# Greeting house guests!



## tine434 (Nov 24, 2013)

We have had some serious problems with calmly greeting guests... Our schnauzer mix Roxy really escalates Rem's behavior because she yells and cries and gets him going too...
So I began putting Rem on the back porch and doing this method with Roxy and once she's calm I take Rem inside on a leash and it's going amazing!! Take a look and tell me what you guys do for this behavior


https://www.youtube.com/watch?v=SrbA7cyp6K4&feature=youtube_gdata_player



Sent from Petguide.com Free App


----------



## Calm dog (Sep 11, 2013)

Thanks! That was great! I have been dreading having people over. As it is , my chihuahua and yorkie bark a lot and Teddy will be getting bad training from them. I wonder if a see through crate will work, since Teddy will knock over a playpen near the door.


----------



## tine434 (Nov 24, 2013)

I actually used a crate for Roxy... she's medium sized and I used Rem's large crate so she wasn't forced to lay down ya know... I tossed the treats and clicked when she did good... After an extended time of her calm I let them go walk to the crate, pet, and walk away... If she didn't cry or get too excited while they were there or after they walked away I put her on a leash and walked her to them (or back in the crate if she got too excited again) it worked really great

Sent from Petguide.com Free App


----------



## Calm dog (Sep 11, 2013)

I will have to try that.
I noticed you are going to have your dog be a therapy dog in a another thread I was reading. I am hoping Teddy can be one.
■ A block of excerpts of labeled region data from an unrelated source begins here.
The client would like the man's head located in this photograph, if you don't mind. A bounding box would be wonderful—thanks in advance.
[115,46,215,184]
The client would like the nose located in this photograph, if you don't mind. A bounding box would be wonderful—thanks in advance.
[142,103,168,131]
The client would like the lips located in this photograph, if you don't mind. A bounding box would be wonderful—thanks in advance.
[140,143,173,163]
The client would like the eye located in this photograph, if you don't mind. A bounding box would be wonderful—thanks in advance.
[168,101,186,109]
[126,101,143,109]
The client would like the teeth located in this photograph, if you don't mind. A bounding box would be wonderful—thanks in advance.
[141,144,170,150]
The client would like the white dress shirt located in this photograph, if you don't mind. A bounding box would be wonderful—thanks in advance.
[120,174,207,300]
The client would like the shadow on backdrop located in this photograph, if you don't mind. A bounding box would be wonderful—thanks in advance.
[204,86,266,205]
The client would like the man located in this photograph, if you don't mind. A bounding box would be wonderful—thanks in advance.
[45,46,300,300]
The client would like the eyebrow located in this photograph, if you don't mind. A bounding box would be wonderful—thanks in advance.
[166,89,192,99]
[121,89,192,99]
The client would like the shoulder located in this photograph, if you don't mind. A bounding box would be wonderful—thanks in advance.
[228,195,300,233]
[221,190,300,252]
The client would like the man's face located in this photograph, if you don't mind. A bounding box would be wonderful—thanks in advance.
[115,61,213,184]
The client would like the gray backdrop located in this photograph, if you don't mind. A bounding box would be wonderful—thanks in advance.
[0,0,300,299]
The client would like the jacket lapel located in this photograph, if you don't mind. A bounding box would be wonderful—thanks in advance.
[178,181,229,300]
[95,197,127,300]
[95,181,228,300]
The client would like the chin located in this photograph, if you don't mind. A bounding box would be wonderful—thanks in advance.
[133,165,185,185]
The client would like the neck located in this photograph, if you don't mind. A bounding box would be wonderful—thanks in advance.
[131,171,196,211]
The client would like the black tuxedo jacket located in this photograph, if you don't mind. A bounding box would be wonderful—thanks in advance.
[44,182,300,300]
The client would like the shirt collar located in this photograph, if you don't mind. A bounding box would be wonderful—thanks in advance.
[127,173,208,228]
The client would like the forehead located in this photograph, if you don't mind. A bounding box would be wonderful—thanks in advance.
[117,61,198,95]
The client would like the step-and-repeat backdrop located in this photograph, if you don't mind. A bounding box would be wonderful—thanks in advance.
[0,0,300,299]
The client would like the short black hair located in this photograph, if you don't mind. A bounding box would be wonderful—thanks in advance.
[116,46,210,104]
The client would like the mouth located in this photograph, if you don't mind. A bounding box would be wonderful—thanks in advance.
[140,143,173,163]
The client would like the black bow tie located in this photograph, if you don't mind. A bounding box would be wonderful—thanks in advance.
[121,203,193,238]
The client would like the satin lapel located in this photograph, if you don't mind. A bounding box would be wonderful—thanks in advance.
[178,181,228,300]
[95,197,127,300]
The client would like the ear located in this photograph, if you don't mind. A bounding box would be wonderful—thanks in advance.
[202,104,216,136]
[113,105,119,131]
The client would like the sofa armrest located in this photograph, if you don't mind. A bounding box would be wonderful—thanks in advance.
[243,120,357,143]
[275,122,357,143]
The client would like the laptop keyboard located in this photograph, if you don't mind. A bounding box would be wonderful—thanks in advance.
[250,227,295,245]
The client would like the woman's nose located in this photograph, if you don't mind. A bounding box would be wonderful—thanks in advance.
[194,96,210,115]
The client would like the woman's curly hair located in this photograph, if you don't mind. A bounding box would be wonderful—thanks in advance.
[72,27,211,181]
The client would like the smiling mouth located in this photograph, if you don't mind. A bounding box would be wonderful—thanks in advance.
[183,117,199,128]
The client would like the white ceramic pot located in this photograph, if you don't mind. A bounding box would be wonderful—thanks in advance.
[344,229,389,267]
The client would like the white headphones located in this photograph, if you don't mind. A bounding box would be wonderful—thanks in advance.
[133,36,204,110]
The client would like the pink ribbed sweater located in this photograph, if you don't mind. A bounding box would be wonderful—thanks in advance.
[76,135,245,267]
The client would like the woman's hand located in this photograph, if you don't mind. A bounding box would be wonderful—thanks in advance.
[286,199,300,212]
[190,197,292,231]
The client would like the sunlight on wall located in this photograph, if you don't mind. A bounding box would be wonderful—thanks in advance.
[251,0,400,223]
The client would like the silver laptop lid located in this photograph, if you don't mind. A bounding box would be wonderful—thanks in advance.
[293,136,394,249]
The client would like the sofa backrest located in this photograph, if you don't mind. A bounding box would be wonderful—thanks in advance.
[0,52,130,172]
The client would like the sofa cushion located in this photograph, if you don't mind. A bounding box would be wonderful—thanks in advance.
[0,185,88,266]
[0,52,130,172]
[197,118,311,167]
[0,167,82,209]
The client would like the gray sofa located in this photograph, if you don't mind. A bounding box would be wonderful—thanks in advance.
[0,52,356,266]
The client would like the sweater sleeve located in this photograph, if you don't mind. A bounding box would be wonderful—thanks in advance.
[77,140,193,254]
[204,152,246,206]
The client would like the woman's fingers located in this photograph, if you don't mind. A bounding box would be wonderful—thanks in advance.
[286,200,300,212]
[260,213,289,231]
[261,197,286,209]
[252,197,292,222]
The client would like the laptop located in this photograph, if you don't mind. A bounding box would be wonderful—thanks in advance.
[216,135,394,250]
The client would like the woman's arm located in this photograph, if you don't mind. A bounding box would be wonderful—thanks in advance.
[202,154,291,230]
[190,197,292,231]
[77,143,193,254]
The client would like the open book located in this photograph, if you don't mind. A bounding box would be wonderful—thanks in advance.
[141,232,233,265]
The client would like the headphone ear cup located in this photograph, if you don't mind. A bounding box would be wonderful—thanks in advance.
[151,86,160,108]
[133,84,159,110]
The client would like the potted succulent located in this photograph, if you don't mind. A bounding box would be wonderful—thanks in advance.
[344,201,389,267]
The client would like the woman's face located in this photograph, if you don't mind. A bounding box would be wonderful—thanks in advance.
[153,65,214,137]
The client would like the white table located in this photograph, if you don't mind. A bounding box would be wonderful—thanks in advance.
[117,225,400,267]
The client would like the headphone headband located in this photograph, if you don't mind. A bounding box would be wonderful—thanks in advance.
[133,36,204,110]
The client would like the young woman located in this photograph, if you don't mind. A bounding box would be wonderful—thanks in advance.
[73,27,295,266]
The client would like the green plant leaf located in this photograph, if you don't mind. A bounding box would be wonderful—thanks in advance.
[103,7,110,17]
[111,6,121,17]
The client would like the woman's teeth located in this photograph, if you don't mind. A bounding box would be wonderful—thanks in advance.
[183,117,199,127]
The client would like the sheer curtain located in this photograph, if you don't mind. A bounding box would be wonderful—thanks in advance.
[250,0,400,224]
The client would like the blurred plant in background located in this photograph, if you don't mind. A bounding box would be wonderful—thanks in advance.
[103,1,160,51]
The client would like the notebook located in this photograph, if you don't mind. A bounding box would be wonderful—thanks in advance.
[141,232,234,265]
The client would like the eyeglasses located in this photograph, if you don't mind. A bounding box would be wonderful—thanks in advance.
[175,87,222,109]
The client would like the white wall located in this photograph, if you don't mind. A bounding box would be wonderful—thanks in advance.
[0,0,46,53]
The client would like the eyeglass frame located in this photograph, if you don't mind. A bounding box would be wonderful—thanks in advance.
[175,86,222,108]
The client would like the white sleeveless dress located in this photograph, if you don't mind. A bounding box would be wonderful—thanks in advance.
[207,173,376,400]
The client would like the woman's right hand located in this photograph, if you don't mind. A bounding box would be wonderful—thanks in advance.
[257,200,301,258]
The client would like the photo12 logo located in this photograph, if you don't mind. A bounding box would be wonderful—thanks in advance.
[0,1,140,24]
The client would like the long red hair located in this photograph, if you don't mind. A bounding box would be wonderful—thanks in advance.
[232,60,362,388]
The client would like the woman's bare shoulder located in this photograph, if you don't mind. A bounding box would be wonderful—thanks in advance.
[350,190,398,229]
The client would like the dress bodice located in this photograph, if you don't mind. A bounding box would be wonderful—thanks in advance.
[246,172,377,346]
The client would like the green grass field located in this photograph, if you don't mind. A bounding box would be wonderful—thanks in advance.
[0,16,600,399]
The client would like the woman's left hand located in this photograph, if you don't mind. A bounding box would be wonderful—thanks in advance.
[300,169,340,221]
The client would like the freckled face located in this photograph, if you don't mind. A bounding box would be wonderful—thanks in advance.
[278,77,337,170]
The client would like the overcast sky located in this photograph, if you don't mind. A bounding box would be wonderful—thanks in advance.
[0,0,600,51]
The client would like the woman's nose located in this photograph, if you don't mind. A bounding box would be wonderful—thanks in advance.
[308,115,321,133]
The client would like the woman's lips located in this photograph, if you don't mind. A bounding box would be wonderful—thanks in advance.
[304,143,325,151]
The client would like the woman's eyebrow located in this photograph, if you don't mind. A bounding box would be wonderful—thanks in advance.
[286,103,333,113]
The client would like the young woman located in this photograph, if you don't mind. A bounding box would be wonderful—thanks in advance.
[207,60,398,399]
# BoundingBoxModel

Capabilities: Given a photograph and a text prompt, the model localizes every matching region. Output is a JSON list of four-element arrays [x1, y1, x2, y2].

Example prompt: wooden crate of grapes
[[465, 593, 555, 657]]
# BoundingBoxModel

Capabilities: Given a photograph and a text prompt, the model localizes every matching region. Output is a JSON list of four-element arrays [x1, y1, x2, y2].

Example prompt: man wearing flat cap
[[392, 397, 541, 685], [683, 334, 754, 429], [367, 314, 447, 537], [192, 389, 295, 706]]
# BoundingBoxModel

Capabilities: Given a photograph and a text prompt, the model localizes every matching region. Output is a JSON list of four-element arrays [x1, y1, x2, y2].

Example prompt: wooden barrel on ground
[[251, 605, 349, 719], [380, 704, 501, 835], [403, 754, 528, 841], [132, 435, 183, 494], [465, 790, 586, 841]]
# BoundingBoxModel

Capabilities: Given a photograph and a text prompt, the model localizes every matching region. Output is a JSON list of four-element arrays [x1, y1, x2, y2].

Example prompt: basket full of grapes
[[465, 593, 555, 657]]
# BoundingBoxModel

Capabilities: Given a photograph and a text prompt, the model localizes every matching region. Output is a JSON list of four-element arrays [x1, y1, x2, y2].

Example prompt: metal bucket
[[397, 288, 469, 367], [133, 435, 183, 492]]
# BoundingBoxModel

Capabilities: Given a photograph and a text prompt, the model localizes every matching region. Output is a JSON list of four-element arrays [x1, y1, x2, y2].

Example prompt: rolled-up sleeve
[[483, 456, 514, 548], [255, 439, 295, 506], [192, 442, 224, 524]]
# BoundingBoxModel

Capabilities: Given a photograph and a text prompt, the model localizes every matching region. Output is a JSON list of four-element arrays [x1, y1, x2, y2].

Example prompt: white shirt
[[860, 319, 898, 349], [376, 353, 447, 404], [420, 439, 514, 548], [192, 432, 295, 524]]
I am applying to grad school for my Masters in Psych and hope to include him in some counseling sessions.


----------



## Jennifer1 (Mar 31, 2012)

I use frozen stuffed kongs. If I know someone is coming over, I make sure I have some kongs ready. When they ring the doorbell I call the dogs over to me. Get the kongs out of the freezer. Yell for the person to come in. Once the person comes in I have the dogs sit and give them the kongs. I feel like its sort of cheating or not really training them since if I didn't have the kongs Kenzie would be jumping all over them. It's a quick fix while I'm working on self control.
I have yet to meet a person that ranks higher than the kong!


----------



## KeaColorado (Jan 2, 2013)

Jennifer1 said:


> I use frozen stuffed kongs. If I know someone is coming over, I make sure I have some kongs ready. When they ring the doorbell I call the dogs over to me. Get the kongs out of the freezer. Yell for the person to come in. Once the person comes in I have the dogs sit and give them the kongs. I feel like its sort of cheating or not really training them since if I didn't have the kongs Kenzie would be jumping all over them. It's a quick fix while I'm working on self control.
> I have yet to meet a person that ranks higher than the kong!


I do the same with a bully stick. By the time she starts chewing too hard and I have to take it away, the guests are in and they're not "new" anymore. Our girls sure are cut from the same mold


----------



## Jennifer1 (Mar 31, 2012)

That's exactly it with Kenzie. Once she's done with the kong she's used to the visitor


----------



## Shellbug (Nov 14, 2013)

Thank you! This is really my only issue with Thor at this time. Company. I will be working on this starting tomorrow after the TWELVE Tweens who are at a slumber party in my home leave tomorrow. Ugh. 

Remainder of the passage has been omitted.